In the case of religion, where the actual transformation of a set of values, lifestyle, and ideology are at stake, the importance of intermediary steps in logic should not be underestimated. This is the trap of “easy-believism,” the stereotype that plagues evangelical Christianity and is never preferable to catechism into faith with plenty of time and room for potential Christians to consider all nuances and complexities. Christianity in particular, as a religion of the “Word,” gives primacy to oral or text-based argumentation; nevertheless, rhetoricians like Dr. J. Anthony Blair point us to the fact that “visual arguments are not distinct in essence from verbal argument” and may be used ethically if a considered approach is taken.7

Finally, the messages conveyed through images should not be a replacement for building real, connected, and dialogue-oriented relationships with others. This applies in particular to images used for evangelistic purposes. Study after study shows that the most effective evangelism takes place primarily via long-term relationship building and that the conversion process for an individual involves a period of, on average, two years of consideration.8 Thus, images intended to convict or press an immediate conversion decision are likely not as impactful as we might imagine and, in fact, risk oversimplifying the message.
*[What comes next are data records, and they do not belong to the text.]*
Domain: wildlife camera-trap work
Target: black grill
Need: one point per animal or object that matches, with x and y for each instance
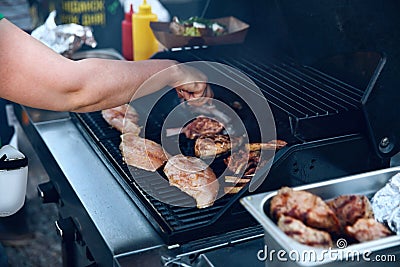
(307, 105)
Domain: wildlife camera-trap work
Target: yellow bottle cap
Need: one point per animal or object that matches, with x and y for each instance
(144, 8)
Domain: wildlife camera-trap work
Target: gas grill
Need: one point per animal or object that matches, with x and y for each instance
(331, 87)
(314, 112)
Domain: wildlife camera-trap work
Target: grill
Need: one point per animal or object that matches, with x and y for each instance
(313, 111)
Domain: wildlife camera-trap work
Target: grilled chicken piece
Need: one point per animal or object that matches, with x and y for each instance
(212, 145)
(304, 234)
(202, 126)
(350, 208)
(243, 161)
(304, 206)
(194, 177)
(367, 229)
(121, 115)
(142, 153)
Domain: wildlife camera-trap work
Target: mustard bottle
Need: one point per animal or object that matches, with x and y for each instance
(144, 42)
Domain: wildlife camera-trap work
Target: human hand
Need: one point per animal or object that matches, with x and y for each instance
(191, 85)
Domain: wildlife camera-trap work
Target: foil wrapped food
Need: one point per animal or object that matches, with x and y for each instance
(64, 39)
(386, 204)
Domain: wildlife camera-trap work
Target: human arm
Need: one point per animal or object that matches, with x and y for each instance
(34, 75)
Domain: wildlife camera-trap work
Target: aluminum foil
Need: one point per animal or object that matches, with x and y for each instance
(64, 39)
(386, 204)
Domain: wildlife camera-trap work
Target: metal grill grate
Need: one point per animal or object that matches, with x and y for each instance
(173, 218)
(315, 104)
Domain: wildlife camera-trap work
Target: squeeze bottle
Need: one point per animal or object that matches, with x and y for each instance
(144, 42)
(127, 41)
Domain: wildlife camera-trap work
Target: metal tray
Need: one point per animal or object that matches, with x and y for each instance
(297, 254)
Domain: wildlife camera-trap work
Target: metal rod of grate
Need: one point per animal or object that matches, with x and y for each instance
(299, 91)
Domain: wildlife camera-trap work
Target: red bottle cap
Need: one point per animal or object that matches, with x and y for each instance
(128, 16)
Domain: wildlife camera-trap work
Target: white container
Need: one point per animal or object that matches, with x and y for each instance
(13, 180)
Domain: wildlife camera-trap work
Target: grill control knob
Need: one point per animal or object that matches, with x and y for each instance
(48, 193)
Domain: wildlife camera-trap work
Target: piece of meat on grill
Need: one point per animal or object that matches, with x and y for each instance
(216, 144)
(271, 145)
(350, 208)
(124, 118)
(304, 206)
(202, 126)
(303, 234)
(249, 159)
(367, 229)
(142, 153)
(193, 176)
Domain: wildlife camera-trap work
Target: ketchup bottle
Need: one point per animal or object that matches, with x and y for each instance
(127, 41)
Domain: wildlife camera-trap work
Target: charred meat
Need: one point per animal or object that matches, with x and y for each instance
(142, 153)
(367, 229)
(123, 118)
(350, 208)
(304, 206)
(193, 176)
(304, 234)
(202, 126)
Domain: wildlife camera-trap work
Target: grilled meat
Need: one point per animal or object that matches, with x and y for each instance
(304, 234)
(202, 126)
(194, 177)
(367, 229)
(304, 206)
(272, 145)
(350, 208)
(212, 145)
(121, 115)
(142, 153)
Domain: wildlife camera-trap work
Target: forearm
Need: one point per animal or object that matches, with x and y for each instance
(109, 83)
(33, 75)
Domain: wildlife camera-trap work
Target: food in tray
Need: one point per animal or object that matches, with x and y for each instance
(124, 114)
(304, 206)
(196, 27)
(350, 208)
(386, 204)
(346, 216)
(194, 177)
(367, 229)
(142, 153)
(212, 145)
(297, 230)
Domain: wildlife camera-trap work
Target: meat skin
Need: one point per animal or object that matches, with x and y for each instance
(142, 153)
(193, 176)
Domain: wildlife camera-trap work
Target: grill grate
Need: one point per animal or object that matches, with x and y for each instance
(307, 98)
(173, 218)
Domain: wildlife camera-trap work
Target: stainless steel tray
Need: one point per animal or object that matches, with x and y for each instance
(298, 254)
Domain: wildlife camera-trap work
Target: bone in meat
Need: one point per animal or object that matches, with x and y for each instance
(367, 229)
(350, 208)
(304, 234)
(304, 206)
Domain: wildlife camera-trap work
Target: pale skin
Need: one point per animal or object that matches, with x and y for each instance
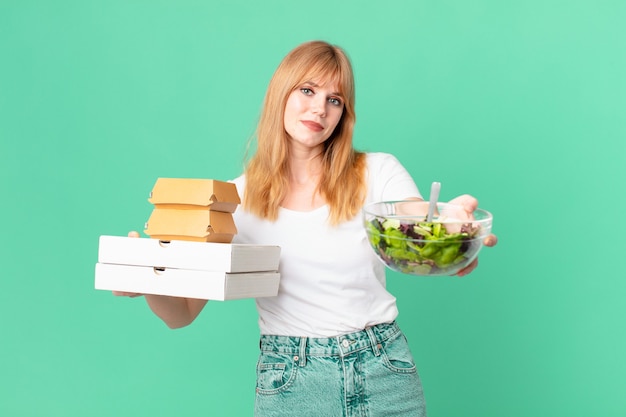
(312, 112)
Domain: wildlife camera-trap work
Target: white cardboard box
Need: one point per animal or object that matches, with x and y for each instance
(205, 270)
(208, 256)
(208, 285)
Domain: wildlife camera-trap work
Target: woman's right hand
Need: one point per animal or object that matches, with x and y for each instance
(126, 293)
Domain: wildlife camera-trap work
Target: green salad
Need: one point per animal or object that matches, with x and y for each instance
(423, 248)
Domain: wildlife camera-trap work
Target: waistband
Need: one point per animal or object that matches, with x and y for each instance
(342, 345)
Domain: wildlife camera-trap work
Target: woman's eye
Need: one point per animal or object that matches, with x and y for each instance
(334, 101)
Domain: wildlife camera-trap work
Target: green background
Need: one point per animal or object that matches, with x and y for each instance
(521, 104)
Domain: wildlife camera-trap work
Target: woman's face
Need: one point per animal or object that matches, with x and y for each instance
(312, 112)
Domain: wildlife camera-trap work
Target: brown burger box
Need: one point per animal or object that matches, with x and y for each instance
(187, 193)
(199, 225)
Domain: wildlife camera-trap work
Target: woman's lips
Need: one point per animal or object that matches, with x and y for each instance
(313, 125)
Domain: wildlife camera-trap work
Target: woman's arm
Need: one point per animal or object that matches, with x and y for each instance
(176, 312)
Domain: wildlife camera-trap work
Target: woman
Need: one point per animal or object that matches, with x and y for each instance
(330, 345)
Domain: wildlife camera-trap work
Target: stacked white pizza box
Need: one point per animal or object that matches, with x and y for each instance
(189, 253)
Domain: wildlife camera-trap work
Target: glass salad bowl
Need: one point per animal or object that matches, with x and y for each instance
(406, 242)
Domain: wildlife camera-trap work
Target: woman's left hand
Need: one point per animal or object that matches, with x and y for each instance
(470, 204)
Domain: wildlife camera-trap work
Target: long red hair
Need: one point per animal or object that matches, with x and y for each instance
(267, 173)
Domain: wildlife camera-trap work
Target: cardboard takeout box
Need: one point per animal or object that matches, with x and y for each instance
(208, 256)
(200, 225)
(204, 270)
(197, 193)
(207, 285)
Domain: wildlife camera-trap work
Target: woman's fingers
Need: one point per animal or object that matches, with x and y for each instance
(490, 240)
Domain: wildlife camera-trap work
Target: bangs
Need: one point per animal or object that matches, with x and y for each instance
(329, 69)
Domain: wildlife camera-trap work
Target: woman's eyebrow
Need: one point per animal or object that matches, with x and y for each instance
(313, 84)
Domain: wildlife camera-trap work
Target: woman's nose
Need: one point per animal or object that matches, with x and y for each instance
(319, 107)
Ultimately, then, what approaching social media with a mind toward rhetorical effectiveness does is push one toward understanding a command such as that banning idolatry with more nuance. In particular, idolatry need not exclusively refer to a golden calf or even more metaphorical referents such as relationships or hobbies to which one is too attached, but might also encompass visual texts that do not appropriately serve an ethical purpose. The argument images make has the potential to be quick and powerful but also cheap and facile, a distinction that should be applied with incision to the adoption and use of visuals for religious purposes on social media. —Amber M. Stamper

Amber M. Stamper, PhD, is an assistant professor of language, literature, and communication at Elizabeth City State University.


NOTES

  1. Kurt Wagner, “Facebook Has a Quarter of a Trillion User Photos,” Mashable, September 16, 2013, http://mashable.com/2013/09/16/facebook-photo-uploads/#V6qZupgz1Eqa.
  2. Evan LePage, “A Long List of Instagram Statistics and Facts (That Prove Its Importance),” Hootsuite, September 17, 2015, http://blog.hootsuite.com/instagram-statistics-for-business/.
  3. Averil Cameron, Christianity and the Rhetoric of Empire: The Development of Christian Discourse (Berkeley: University of California Press, 1991).
  4. Robin Margaret Jensen, Understanding Early Christian Art (New York: Routledge, 2000).
  5. Martin Luther, Martin Luther’s Basic Theological Writings, ed. William R. Russell (Minneapolis: Fortress Press, 2012), 30.
  6. Roland Barthes, “Rhetoric of the Image,” Image—Music—Text (New York: Hill and Wang, 1977).
  7. J. Anthony Blair, “The Possibility and Actuality of Visual Arguments,” Argumentation and Advocacy 33 (1996): 23–39.
  8. Dave Bennett, A Study of How Adults Become Christians with Special Reference to the Personal Involvement of Individual Christians (dissertation, University of Sheffield, 2002).